"The airlines will now move to finalize the transactional documents, that will include the agreed upon conditions, as soon as possible," the airline said.
The airlines did not disclose the proposed terms of the accord, which they said remains subject to regulatory approvals. European Union authorities will want to ensure any deal doesn't violate competition rules.
Etihad already has stakes in a number of European carriers, including Air Serbia, Ireland's Aer Lingus and Germany's second largest airline, Air Berlin.

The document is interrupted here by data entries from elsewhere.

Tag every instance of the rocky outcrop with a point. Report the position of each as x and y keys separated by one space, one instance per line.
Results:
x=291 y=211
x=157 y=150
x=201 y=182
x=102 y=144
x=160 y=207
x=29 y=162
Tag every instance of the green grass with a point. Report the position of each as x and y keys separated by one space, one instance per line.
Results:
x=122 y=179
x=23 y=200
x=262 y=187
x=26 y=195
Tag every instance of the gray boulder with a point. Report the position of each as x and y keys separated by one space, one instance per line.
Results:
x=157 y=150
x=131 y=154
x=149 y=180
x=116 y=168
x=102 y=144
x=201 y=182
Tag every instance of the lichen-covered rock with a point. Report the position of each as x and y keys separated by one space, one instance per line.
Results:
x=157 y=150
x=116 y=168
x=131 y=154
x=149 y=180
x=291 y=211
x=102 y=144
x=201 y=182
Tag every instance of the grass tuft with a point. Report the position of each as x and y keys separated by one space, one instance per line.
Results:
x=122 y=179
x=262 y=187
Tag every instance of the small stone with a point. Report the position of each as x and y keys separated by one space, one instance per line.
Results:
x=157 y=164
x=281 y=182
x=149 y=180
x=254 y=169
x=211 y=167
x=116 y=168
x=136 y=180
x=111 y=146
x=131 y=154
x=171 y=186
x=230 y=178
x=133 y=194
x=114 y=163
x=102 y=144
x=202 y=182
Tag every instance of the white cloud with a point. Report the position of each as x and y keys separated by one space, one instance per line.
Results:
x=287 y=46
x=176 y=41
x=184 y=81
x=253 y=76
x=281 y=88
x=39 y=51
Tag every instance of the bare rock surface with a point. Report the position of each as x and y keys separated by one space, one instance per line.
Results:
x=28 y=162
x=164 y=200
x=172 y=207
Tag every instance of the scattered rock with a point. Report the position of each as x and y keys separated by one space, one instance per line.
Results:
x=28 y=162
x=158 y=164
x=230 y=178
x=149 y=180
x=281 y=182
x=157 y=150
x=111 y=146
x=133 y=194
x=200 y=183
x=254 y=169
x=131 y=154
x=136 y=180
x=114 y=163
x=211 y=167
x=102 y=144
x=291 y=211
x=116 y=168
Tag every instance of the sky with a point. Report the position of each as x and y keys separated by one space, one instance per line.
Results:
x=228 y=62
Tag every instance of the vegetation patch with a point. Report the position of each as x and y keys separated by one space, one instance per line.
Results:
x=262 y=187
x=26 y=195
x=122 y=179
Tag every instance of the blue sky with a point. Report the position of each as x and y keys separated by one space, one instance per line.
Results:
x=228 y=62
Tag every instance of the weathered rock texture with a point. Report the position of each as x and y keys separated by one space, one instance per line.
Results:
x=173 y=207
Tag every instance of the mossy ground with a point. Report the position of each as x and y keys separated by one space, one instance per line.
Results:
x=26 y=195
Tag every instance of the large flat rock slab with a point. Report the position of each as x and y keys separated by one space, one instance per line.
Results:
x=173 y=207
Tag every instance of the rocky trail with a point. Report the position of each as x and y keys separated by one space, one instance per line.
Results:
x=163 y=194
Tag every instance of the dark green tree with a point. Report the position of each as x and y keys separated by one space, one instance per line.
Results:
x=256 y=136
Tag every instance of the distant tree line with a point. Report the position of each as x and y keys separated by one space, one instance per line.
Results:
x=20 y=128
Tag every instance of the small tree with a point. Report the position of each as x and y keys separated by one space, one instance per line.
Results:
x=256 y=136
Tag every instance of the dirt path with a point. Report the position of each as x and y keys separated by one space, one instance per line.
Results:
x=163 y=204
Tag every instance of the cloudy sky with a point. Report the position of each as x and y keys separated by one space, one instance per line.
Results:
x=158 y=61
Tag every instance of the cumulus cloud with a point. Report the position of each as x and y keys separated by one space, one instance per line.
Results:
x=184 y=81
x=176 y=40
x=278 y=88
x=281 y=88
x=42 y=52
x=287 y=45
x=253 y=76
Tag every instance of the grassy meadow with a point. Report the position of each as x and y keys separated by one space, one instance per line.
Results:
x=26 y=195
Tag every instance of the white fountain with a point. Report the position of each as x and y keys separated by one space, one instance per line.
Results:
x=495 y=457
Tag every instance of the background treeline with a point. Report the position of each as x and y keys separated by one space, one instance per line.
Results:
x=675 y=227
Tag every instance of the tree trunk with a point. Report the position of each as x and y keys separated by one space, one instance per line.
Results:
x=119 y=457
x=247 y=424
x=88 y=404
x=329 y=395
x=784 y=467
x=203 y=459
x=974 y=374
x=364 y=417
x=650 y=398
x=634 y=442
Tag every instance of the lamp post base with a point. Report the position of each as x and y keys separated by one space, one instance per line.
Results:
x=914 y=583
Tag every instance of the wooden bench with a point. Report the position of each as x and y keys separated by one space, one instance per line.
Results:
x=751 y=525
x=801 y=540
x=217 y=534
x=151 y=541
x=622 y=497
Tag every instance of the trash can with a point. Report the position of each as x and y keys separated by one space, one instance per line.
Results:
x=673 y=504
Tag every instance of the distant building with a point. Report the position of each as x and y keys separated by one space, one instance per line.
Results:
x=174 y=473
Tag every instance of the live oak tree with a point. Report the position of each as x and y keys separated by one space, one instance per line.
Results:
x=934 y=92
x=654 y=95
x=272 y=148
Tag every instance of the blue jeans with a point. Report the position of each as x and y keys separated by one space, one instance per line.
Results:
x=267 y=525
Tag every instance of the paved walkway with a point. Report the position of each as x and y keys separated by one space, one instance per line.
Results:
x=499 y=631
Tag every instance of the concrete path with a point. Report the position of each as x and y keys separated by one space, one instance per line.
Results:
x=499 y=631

It also is a partial owner of Virgin Australia, Air Seychelles and India's Jet Airways.
Etihad is smaller than its Gulf competitor Qatar Airways and the region's largest carrier, Dubai-based Emirates.
Italian Transport Minister Maurizio Lupi earlier this month told Italy's state RaiNews that Etihad's investment could reach about $816 million and would revitalize Rome's Fiumicino and Milan's Malpensa airports.
A successful deal would likely involve banks renegotiating more than $700 million in debt, canceling some and converting the rest into shares, according to Italian media reports.
Lupi issued a statement Wednesday saying he and Italy's labor minister would set up a meeting soon to discuss layoffs, which could face resistance by labor unions. He also reported progress with banks in resolving the debt issue during a meeting on Tuesday, but he did not provide details.
''It is ever more clear that this marriage needs to go ahead, because it is by now evident to all that it involves a big industrial investment with concrete prospects for our company," Lupi said.